Di tengah kesibukannya sebagai profesional di salah satu BUMN, Lasarus tetap memilih melanjutkan pendidikan doktoral. Sementara Elvina, yang sejak awal bercita-cita menjadi dokter, memulai perjuangan panjang di dunia kedokteran yang dikenal sangat kompetitif dan penuh tantangan akademik. Meski berasal dari generasi berbeda, keduanya menjalani ritme kehidupan kampus yang hampir serupa. Mereka sama-sama menghadapi tugas kuliah, ujian, penelitian, presentasi akademik, hingga tekanan untuk menyelesaikan studi dengan hasil terbaik.
Keluarga menyebut perjalanan tersebut sebagai pengalaman yang penuh perjuangan sekaligus kebersamaan. Ada kalanya ayah dan anak sama-sama mengerjakan tugas hingga larut malam, berdiskusi tentang dunia kampus, bahkan saling memberi semangat ketika menghadapi tekanan akademik.
“Anak calon dokter, bapak calon doktor,” ujar keluarga sambil mengenang masa-masa awal kuliah mereka di UGM.
Kalimat sederhana itu kemudian menjadi simbol yang melekat pada perjalanan akademik keduanya. Banyak warganet dan sivitas akademika menilai kisah tersebut sebagai gambaran nyata tentang budaya belajar dalam keluarga yang dibangun melalui keteladanan, disiplin, dan dukungan satu sama lain. Bagi sebagian orang, kisah ini mungkin terdengar sederhana. Namun di lingkungan akademik, perjalanan ayah dan anak yang memulai pendidikan tinggi bersama di universitas yang sama merupakan hal yang sangat jarang terjadi.

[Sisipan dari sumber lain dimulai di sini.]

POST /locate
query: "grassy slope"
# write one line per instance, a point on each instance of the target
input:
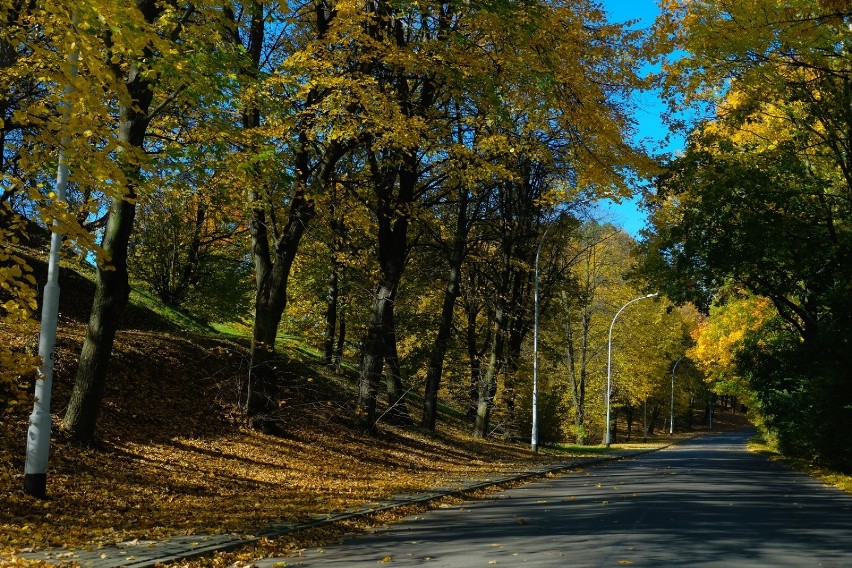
(174, 456)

Kini, hampir empat tahun setelah hari bersejarah itu, perjalanan mereka berbuah manis. Sang ayah telah menyelesaikan studi doktoralnya dengan predikat wisudawan terbaik dan IPK sempurna 4,00. Sementara sang anak berhasil menyelesaikan pendidikan Sarjana Kedokteran dengan predikat Cumlaude dan IPK 3,88. Dari hari pertama mengenakan almamater hingga sama-sama berdiri di panggung prestasi, kisah mereka menjadi bukti bahwa pendidikan dapat menjadi perjalanan keluarga yang penuh inspirasi dan makna. Kesuksesan Elvina ini juga menjadi inspirasi dan motivasi buat adiknya, Yukio Marsa Yudhistira yang juga menjadi mahasiswa di salah satu PTN di Indonesia pada tahun 2026 ini.
Kisah keluarga Lasarus Bambang dan Elvina Marla Banowati tidak hanya menjadi perhatian dalam prosesi wisuda Universitas Gadjah Mada tahun 2026, tetapi juga berkembang menjadi simbol inspiratif tentang arti pendidikan dalam keluarga Indonesia modern. Di tengah berbagai cerita tentang persaingan akademik dan tekanan dunia pendidikan tinggi, perjalanan ayah dan anak ini justru menghadirkan wajah lain dari pendidikan: tentang keteladanan, kedekatan emosional, dan kebersamaan keluarga meraih cita-cita.